Best answer: It's just an epilogue, not the whole film, but: WALL-E
posted by Rhaomi at 4:04 PM on October 28, 2017


Best answer: Dark Eden by Chris Beckett and its two sequels, Mother of Eden and Daughter of Eden (tw for implied incest in all books).
posted by Martha My Dear Prudence at 4:38 PM on October 28, 2017 [1 favorite]


Best answer: Seeing The Book of Dave reminded me that Riddley Walker is very much in the same vein. On a shorter timeframe, Earth Abides. A Canticle for Leibowitz is another one.

Also, seconding the Red Mars series and The 100.
posted by snaw at 7:06 PM on October 28, 2017 [2 favorites]


Best answer: Jo Walton's The Just City and the other books in the series involve a group of scholars from throughout history who come together (with the help of a couple of gods) to gather up children and try to create Plato's Republic. In the first book the society sticks to Plato, but in later books the grown up children splinter off and create other societies.

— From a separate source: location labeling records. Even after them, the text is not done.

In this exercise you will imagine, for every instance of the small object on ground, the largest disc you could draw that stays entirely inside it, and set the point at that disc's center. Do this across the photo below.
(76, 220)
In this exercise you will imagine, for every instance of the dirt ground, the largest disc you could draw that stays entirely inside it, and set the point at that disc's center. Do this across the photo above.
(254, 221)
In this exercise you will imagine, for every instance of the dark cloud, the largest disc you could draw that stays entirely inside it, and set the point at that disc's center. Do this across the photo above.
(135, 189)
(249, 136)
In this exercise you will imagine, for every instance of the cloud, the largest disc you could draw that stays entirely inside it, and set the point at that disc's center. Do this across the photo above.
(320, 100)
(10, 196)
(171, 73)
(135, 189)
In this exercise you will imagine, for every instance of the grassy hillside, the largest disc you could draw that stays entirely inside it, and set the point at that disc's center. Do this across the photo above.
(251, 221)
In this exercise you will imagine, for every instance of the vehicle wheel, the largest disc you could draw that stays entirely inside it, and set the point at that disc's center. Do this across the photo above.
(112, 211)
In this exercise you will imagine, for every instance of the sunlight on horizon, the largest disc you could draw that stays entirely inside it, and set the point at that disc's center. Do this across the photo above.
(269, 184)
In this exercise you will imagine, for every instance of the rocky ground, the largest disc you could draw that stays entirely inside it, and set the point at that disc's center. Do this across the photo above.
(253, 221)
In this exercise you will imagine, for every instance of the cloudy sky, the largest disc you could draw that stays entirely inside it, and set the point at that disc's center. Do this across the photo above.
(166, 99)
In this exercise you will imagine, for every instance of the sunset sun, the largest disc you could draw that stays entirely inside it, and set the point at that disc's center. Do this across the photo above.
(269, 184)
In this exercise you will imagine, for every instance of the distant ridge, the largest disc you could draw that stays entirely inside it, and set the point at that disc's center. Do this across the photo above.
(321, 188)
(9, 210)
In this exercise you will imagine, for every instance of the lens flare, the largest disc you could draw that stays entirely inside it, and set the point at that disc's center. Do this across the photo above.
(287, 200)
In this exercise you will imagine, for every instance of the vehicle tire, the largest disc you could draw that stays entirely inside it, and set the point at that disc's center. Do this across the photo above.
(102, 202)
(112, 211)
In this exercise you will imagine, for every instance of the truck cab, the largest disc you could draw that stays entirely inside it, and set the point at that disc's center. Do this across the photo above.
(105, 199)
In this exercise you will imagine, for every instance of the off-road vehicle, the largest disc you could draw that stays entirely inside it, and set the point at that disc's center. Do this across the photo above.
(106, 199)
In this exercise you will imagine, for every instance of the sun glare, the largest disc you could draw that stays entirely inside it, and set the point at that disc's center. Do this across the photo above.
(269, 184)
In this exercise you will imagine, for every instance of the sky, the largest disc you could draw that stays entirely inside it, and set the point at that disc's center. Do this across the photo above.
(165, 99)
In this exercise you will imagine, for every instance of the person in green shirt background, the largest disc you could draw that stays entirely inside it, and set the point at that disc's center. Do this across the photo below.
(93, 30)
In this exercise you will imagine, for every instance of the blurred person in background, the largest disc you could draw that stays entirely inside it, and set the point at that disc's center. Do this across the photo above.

I also thought of Pern; I think you'd want Dragonsdawn, which is not the first published, but it's the one where they land. Other books take place hundreds of years later when society is less technologically advanced.
posted by gideonfrog at 7:40 PM on October 28, 2017 [2 favorites]


Best answer: This may be too far outside your request, but Mr. Burns, a Post-Electric Play is a play that works with this theme.

Also, the animations that accompany the closing credits of Wall-E are delightful and might qualify.
posted by Sublimity at 7:48 PM on October 28, 2017


Best answer: Came to suggest Seveneves, but since that's already there, I'll drop S.M. Sterling's Emberverse works. The first is the Nantucket series, wherein the entire island of Nantucket is sent back to ~1250 B.C, and the residents must survive/rebuild in a pre-technological world.

Those 3 books are followed by the Emberverse series, which deals with what happened "back up in the 20th" - basically all technology and high energy chemistry (eg. gunpowder, ICE's) stopped working at the point that Nantucket was transported back in time. Cue planes falling out of the sky, total overnight societal collapse and rebuilding in a world after The Change.

The Nantucket series covers about 2 or 3 decades, while the Emberverse covers 2 or 3 generations, IIRC.
posted by quinndexter at 1:43 AM on October 29, 2017 [1 favorite]


Best answer: The trilogy of books starting with the Three Body Problem, by Liu Cixin. The first book doesn't deal with the rebuilding of society, but it is a major theme of the second and third books.
posted by pravit at 8:30 AM on October 29, 2017 [1 favorite]


Best answer: Seconding the Emberverse series (specifically "Dies the Fire" and its immediate sequels). The latest novels hare off into some fantasy weeds with a character being/becoming an avatar or something, but the first couple of books feel very realistic (assuming you can make it over the "higher energy physics stops working" hump).
posted by yggdrasil at 11:40 AM on October 30, 2017


Best answer: Zilpha Keatley Snyder's Green Sky Trilogy takes place several generations after a small group of people colonizes a new planet.